The show’s original title was, ironically, “Pride & Prejudice: An Experiment in Romance.” Pride and Prejudice literally opened with the economic complications of 19th-century marriage. “The Courtship” wants to pretend that, in the past, no one cared about money.
Unlike “The Courtship,” many historical romance novels feature individuals finding love within a time period that is grossly and fundamentally unfair, but that they can’t escape. The happiest ending for a female character often involves her settling into becoming a wife and mother, because that’s all that’s available to her; she rides off into the sunset of domesticity. The best authors, in my opinion, at least try to acknowledge the power imbalances facing their characters, but I also understand that this kind of Happily Ever After is what I sign up for when I crack open a heterosexual historical romance.
“The Courtship,” for all its burnishing of this fantasy of a better past, does rewrite the past in some crucial ways. Remy and her family, who appear on the show, are Black. Her cast of suitors include numerous men of color. The racial diversity of “Bridgerton” was likely an influence, since the show crafted a “blueprint for British period shows in which Black characters can thrive within the melodramatic story lines, extravagant costumes, and bucolic beauty that make such series so appealing, without having to be servants or enslaved,” as Salamishah Tillet wrote in the New York Times.
“The Courtship” may prove to be a similar blueprint for reality dating shows, since the titans of the genre still fumble with race.
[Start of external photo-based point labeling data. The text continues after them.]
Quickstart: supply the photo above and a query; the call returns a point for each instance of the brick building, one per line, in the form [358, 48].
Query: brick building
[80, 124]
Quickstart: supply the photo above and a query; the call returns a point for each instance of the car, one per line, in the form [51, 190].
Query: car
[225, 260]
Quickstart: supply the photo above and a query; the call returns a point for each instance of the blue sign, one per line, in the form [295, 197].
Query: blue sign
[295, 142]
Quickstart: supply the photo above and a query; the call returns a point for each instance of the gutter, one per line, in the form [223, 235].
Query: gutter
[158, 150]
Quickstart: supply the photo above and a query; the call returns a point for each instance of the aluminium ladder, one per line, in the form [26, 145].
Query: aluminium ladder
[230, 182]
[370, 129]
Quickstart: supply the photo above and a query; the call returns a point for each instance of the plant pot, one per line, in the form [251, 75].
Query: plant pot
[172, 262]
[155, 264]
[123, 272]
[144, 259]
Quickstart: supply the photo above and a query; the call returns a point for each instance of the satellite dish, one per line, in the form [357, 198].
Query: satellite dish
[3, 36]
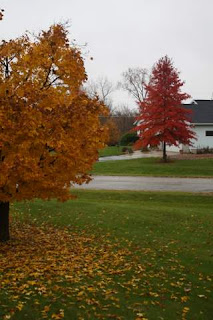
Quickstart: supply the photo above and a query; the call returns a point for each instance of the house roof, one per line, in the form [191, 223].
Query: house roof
[202, 111]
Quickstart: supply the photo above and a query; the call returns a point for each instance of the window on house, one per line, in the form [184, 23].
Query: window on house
[209, 133]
The “Bachelor” franchise, after all, didn’t cast a Black lead until 2017, after being on the air for 15 years, and one of its recent winners was pictured at an antebellum-themed college party.
It matters, too, that the show centers around a woman, not a man; if we had to watch a bachelor choose from a group of women vying for his approval, “The Courtship” would have been a little too real. Rather, like any good romance novel, “The Courtship” clearly takes its heroine’s horniness—and that of the supposedly female, heterosexual audience—seriously. “They’re gorgeous,” Remy marvels, before footage rolls of her suitors jumping into a pond à la Colin Firth’s Mr. Darcy. Judging by the brief trailer, the show–unlike the real Regency era– doesn’t seem to be afraid of women’s sexual desire.
At least one of “the old ways” also seems uniquely suited for a dating reality show: One of the twists in “The Courtship” is that, according to People magazine, the suitors are also competing for “the seal of approval from Remy’s trusted court of advisors: her parents Claude and Claire, sister Danielle, and best friend Tessa.”
The show appears to frame this “court” as a way to reverse the life cycle of app dating, where people tend to meet their significant others’ friends and family only once the relationship is serious. But the name also evokes the hovering “ton” of Regency-era romances: a host of people who are always watching and commenting on the main characters’ actions behind gloved hands, threatening them with social ruin if they step out of line. Sure, it’s a sign of community, but it also reinforces social norms and powers an atmosphere of constant surveillance.
And it’s a little like reality TV itself. There, under the gaze of the audience, people test the boundaries between their private and public selves. In both romance and reality TV, shucking that public self is the indicator of intimacy. And from the Regency era to now: It is a truth universally acknowledged that we all love watching people make idiots of themselves in the name of Happily Ever After.